Sunday, April 17, 2011

Teams and Collaboration

I've had a perspective shift recently in regards to the power of an individual in the context of high achievement. I used to really believe in the strength of a single powerhouse muscling his or her way to what they wanted to get. One influence was the work of one of my favorite authors, Ayn Rand. The heros in her books tend to be the types that just totally kill it in their crafts and the value of them as the central driver is really played up… to a large extent, this IS mega important.

But I've been noticing more and more that the people that are real beasts at what they do are always surrounded by other people who are at their same level. Not necessarily in the same craft, but on the same or higher level at what they've chosen to do.

Related teamwork, here's the video that inspired me to get me thoughts written down about this from Kelly Cutrone of PR firm, People's Revolution. Even though it's related to fashion, it's so obviously applicate to anything else:

Just because I've recently really been into the song "Government Hooker" that Lady Gaga debuted at the Theirry Mugler show a month or so ago, I'll take her as an example...

Now even though there are people who say she has no talent, I also feel that some people always have a negative knee-jerk reaction to pop music. Hell, I have it with country music, so I can't be all that judgmental.

However, Lady Gaga's someone who, from a musical-talent standpoint (i.e. on-pitch vocals, accurate sense of rhythm, etc), has it. However, there are a lot of super-talented singers… Akon signed her (and presumably advised her related to the business side of music), she has Nicola Formichetti working with her for styling, and has producers like RedOne collaborating with her for musical direction.  An all-star team...

Here's the result of that collaboration and teamwork (plus of Sébastien Peigné, the designer working with Nicola at Mugler now). Each excelling at their strengths: Peigné and Formichehetti excelling at designing and styling the clothing, Gaga providing amazing vocals and getting the crowd riled up and hooting DURING the show and all set to tracks of a sound shaped RedOne:

No one is an island...

I remember like six years ago that a person's income is an average of the five people he or she spends the most time with. I think not only is that applicable to income, but to everything: tolerance, intelligence, fitness and health, creativity… We tend to become our peers so it's important for me to consciously select my "team" around me.


  1. i would like to pose the question of cause and effect for the final two statements in the blog: can the assertion be made that the income is a results of the people with whom you surround yourself? or are you more likely to surroud yourself by the people that are most similar to you and your achievements: be that income, lifestyle (encompassing many of the characteristics mentioned), etc?

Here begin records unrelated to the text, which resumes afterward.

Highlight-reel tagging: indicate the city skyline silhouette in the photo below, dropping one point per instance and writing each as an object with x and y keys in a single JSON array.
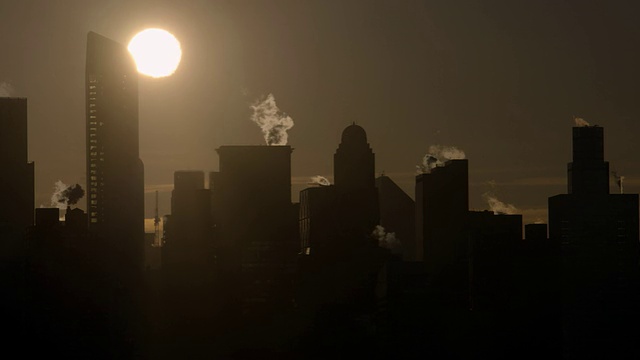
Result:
[{"x": 481, "y": 201}]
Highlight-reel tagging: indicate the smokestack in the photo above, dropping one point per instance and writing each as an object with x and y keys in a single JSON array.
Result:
[
  {"x": 272, "y": 121},
  {"x": 497, "y": 206},
  {"x": 320, "y": 180},
  {"x": 437, "y": 156},
  {"x": 64, "y": 196},
  {"x": 386, "y": 240},
  {"x": 6, "y": 90}
]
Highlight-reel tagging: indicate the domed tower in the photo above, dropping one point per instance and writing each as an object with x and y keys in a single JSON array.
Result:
[
  {"x": 354, "y": 177},
  {"x": 354, "y": 161}
]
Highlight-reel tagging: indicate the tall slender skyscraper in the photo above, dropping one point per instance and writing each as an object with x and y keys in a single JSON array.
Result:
[
  {"x": 16, "y": 178},
  {"x": 115, "y": 173},
  {"x": 356, "y": 194}
]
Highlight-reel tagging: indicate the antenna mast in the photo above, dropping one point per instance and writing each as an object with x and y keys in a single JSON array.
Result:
[{"x": 157, "y": 241}]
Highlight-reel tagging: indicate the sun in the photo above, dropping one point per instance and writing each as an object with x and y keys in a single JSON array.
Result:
[{"x": 157, "y": 52}]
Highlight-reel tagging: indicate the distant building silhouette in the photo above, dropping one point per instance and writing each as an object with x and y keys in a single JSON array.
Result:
[
  {"x": 189, "y": 239},
  {"x": 588, "y": 214},
  {"x": 17, "y": 177},
  {"x": 442, "y": 227},
  {"x": 256, "y": 228},
  {"x": 354, "y": 174},
  {"x": 494, "y": 240},
  {"x": 115, "y": 174},
  {"x": 598, "y": 237},
  {"x": 397, "y": 215},
  {"x": 318, "y": 218}
]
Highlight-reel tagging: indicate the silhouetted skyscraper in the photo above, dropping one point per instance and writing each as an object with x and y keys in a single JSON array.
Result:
[
  {"x": 442, "y": 205},
  {"x": 17, "y": 177},
  {"x": 256, "y": 223},
  {"x": 354, "y": 174},
  {"x": 317, "y": 219},
  {"x": 588, "y": 173},
  {"x": 115, "y": 173},
  {"x": 588, "y": 214},
  {"x": 495, "y": 240},
  {"x": 397, "y": 215},
  {"x": 189, "y": 239},
  {"x": 598, "y": 237}
]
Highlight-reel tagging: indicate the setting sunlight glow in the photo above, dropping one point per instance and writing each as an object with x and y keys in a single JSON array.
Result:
[{"x": 157, "y": 52}]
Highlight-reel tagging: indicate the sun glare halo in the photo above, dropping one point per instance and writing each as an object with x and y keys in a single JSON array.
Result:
[{"x": 156, "y": 52}]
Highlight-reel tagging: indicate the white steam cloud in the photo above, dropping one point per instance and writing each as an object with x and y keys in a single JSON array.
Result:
[
  {"x": 57, "y": 197},
  {"x": 273, "y": 122},
  {"x": 320, "y": 180},
  {"x": 6, "y": 90},
  {"x": 64, "y": 195},
  {"x": 580, "y": 122},
  {"x": 497, "y": 206},
  {"x": 437, "y": 156},
  {"x": 386, "y": 240}
]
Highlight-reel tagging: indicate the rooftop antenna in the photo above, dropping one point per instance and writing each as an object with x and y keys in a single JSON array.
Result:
[
  {"x": 619, "y": 179},
  {"x": 157, "y": 241}
]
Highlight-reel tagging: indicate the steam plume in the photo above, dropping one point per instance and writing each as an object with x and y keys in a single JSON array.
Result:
[
  {"x": 386, "y": 240},
  {"x": 273, "y": 122},
  {"x": 64, "y": 195},
  {"x": 6, "y": 90},
  {"x": 497, "y": 206},
  {"x": 437, "y": 156},
  {"x": 619, "y": 179},
  {"x": 320, "y": 180},
  {"x": 580, "y": 122}
]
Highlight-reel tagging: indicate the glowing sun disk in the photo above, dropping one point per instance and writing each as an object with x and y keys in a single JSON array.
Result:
[{"x": 157, "y": 52}]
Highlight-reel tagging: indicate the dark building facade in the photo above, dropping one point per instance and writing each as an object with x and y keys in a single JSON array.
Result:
[
  {"x": 115, "y": 173},
  {"x": 598, "y": 237},
  {"x": 442, "y": 228},
  {"x": 256, "y": 235},
  {"x": 535, "y": 232},
  {"x": 354, "y": 175},
  {"x": 317, "y": 219},
  {"x": 494, "y": 240},
  {"x": 17, "y": 178},
  {"x": 397, "y": 215},
  {"x": 188, "y": 242}
]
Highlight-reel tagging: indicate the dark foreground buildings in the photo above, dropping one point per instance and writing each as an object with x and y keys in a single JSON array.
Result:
[
  {"x": 256, "y": 235},
  {"x": 115, "y": 173},
  {"x": 442, "y": 228},
  {"x": 598, "y": 235}
]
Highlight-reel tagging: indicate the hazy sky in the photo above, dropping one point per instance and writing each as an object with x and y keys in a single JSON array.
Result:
[{"x": 501, "y": 80}]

    now the next question that branches from there: are people most likely to stay "friends" wih people that do not share common interests of common benefit?

  2. i guess you have to consider if you think that you act the way you do because of how you are naturally or because of outside influences. my perspective right now is that almost everything we think comes from the ideas we picked up from someone else and we absorb those perspectives into our mind, blend them together and decide they're our own original thoughts. so i think our environment shapes us waaay more than who we naturally are. however, since we're able to think and be conscious of it, we can use it to our advantage.

    related to friends, people usually change and evolve over time and if two people evolve in the same direction, then i see no reason why they wouldnt stay friends. but if someone changes in a way thats really in opposition with the other person, like they adopt a philosophy thats really judgemental when the other person really values a more relaxed outlook, then the two people wont see eye to eye on a lot of other things and the relationship may kinda fizzle out as they pursue their own paths

  3. funny i saw this right after writing that, but here's an example of mike motherf-in tyson, easygoing and humble now, talking about how important his peer group was to him recently:

  4. in regards to the influences of life and their structuring the latter individual, i would venure to say you are correct; that they mold not only the person's decisions directly, but the values that build the body of discourse that spans from the chosen language to the "style" that the physical body presents. thus an enjoyment for me now more than ever in the considerations of arts (including) fashion and then the softer fashions that are taken up by the masses. one interesting thing to me is the actual use of the human body as a text - clothes, facial hair, tattoos, weight-lifting, obesity - as a way to visual present what also has verbal equivelents. the most interesting is when there is a duality in discorse, a collision of the visual and the aural. they are almost like two friends that decide unknowingly to head different directions even as they attempt to ride in the same passenger car. (allí fue un disparato total al hispano)coming back from the non-linear tangent of conflict between two of the multiple sides of an individual...

    the first question was admittedly leading and its tilt was that of a certain determinism: social determinism, if you will permit the generic phrase. the initial places of interaction (ie. the home, the school, etc.) are significant places of an individuals social identity (gender, socio-economic, etc.) so the choice of who your friends are or who your team is more often than not depends on previous influences and your acceptance or rejection of the accepted norms of social development. in short, i agree that groups are one of the most important foundations for developing genious. you have to look no further than the literary and artistic movements of the late 19th and early 20th centuries (just as Lady Gaga) to see the power of the group development.